22 August: Two independent bi-weekly newspapers, the Standard Times and the Vision, announced Friday they were suspending publication immediately "due to insecurity."
The two are the latest on a number of newspapers forced to close since the May 25 coup, including the Punch, For Di People, the Democrat, New Tablet, Freedom Now, Unity Now, and The Sierra Leonean.
The editors cited "harassment by security officials as the cause of their decision to close down. Standard Times editor Philip Neville said, "I decided to suspend publication because I was virtually haunted by fierce looking men at night. They will knock on my door and smear paint on my windows."
Neville was beaten up by uniformed men three days after the coup. So far no one has been charged.
Other journalists who have been harassed or detained by the military include Unity Now editor Frank Kposowa, Voice of America correspondent Kelvin Lewis, and BBC correspondent Victor Sylver.
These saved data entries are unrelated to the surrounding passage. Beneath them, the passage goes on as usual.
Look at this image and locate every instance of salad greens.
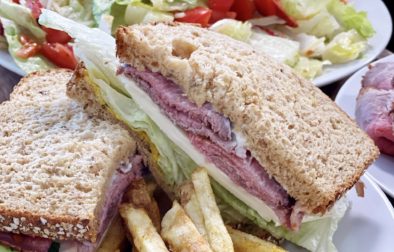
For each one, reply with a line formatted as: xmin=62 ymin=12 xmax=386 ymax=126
xmin=2 ymin=19 xmax=53 ymax=73
xmin=0 ymin=245 xmax=13 ymax=252
xmin=46 ymin=0 xmax=96 ymax=27
xmin=39 ymin=10 xmax=349 ymax=252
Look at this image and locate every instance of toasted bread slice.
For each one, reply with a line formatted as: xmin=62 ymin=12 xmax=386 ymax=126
xmin=0 ymin=69 xmax=136 ymax=242
xmin=115 ymin=23 xmax=379 ymax=214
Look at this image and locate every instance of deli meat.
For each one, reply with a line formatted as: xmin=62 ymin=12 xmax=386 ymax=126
xmin=0 ymin=232 xmax=52 ymax=252
xmin=356 ymin=88 xmax=394 ymax=155
xmin=356 ymin=62 xmax=394 ymax=155
xmin=120 ymin=65 xmax=302 ymax=229
xmin=362 ymin=62 xmax=394 ymax=90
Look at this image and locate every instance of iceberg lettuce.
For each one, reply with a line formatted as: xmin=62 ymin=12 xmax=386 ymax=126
xmin=322 ymin=29 xmax=367 ymax=64
xmin=46 ymin=0 xmax=96 ymax=27
xmin=327 ymin=0 xmax=375 ymax=39
xmin=39 ymin=10 xmax=349 ymax=252
xmin=209 ymin=19 xmax=252 ymax=42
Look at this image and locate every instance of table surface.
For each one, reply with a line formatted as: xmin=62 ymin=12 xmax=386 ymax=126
xmin=1 ymin=60 xmax=393 ymax=208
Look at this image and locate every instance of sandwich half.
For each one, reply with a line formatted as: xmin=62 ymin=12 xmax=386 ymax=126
xmin=39 ymin=10 xmax=379 ymax=251
xmin=0 ymin=69 xmax=143 ymax=251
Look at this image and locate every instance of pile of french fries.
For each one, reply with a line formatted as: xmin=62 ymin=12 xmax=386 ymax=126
xmin=103 ymin=167 xmax=286 ymax=252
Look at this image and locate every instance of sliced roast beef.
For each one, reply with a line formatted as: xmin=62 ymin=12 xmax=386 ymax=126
xmin=0 ymin=232 xmax=52 ymax=252
xmin=356 ymin=88 xmax=394 ymax=155
xmin=120 ymin=65 xmax=301 ymax=229
xmin=362 ymin=62 xmax=394 ymax=90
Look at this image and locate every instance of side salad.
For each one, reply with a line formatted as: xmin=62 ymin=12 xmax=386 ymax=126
xmin=0 ymin=0 xmax=375 ymax=79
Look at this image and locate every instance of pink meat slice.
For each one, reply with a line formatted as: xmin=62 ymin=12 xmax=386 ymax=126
xmin=362 ymin=62 xmax=394 ymax=90
xmin=356 ymin=88 xmax=394 ymax=155
xmin=120 ymin=65 xmax=301 ymax=229
xmin=0 ymin=232 xmax=52 ymax=252
xmin=0 ymin=155 xmax=145 ymax=251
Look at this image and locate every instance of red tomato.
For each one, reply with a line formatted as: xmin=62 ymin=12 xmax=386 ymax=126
xmin=231 ymin=0 xmax=256 ymax=21
xmin=209 ymin=10 xmax=237 ymax=24
xmin=12 ymin=0 xmax=20 ymax=3
xmin=175 ymin=7 xmax=213 ymax=27
xmin=254 ymin=0 xmax=297 ymax=27
xmin=208 ymin=0 xmax=234 ymax=12
xmin=25 ymin=0 xmax=43 ymax=19
xmin=16 ymin=34 xmax=41 ymax=58
xmin=41 ymin=26 xmax=72 ymax=44
xmin=41 ymin=42 xmax=77 ymax=69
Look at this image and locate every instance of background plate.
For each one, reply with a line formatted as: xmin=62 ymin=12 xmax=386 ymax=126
xmin=335 ymin=54 xmax=394 ymax=198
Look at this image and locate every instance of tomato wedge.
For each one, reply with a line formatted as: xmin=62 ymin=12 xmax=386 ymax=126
xmin=254 ymin=0 xmax=297 ymax=27
xmin=25 ymin=0 xmax=43 ymax=19
xmin=207 ymin=0 xmax=234 ymax=12
xmin=41 ymin=26 xmax=72 ymax=44
xmin=231 ymin=0 xmax=256 ymax=21
xmin=16 ymin=34 xmax=41 ymax=59
xmin=41 ymin=42 xmax=77 ymax=69
xmin=209 ymin=11 xmax=237 ymax=24
xmin=175 ymin=7 xmax=213 ymax=27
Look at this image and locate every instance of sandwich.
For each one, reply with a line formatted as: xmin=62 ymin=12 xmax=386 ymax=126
xmin=0 ymin=69 xmax=144 ymax=251
xmin=39 ymin=10 xmax=379 ymax=251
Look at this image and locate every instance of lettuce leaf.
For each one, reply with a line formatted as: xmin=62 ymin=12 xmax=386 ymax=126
xmin=322 ymin=29 xmax=367 ymax=64
xmin=327 ymin=0 xmax=374 ymax=39
xmin=209 ymin=19 xmax=252 ymax=42
xmin=0 ymin=0 xmax=45 ymax=41
xmin=2 ymin=20 xmax=53 ymax=74
xmin=294 ymin=56 xmax=330 ymax=80
xmin=292 ymin=10 xmax=340 ymax=38
xmin=46 ymin=0 xmax=96 ymax=27
xmin=39 ymin=10 xmax=348 ymax=252
xmin=92 ymin=0 xmax=115 ymax=25
xmin=249 ymin=28 xmax=300 ymax=66
xmin=0 ymin=245 xmax=13 ymax=252
xmin=281 ymin=0 xmax=329 ymax=20
xmin=110 ymin=0 xmax=173 ymax=33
Of the 52 newspapers operating under the civilian government, only eight continue to publish. They include the government-owned Daily Mail and Expo Times, both with strong times to the AFRC; Concord Times, the Point, The Pool, Torchlight, Herald Guardian, and We Yone.
Commissioner for Information and Broadcasting Sedu Turay said the editors are blaming the government for their own shortcomings. Journalists should keep in mind that they are responsible for what they are reporting, he said.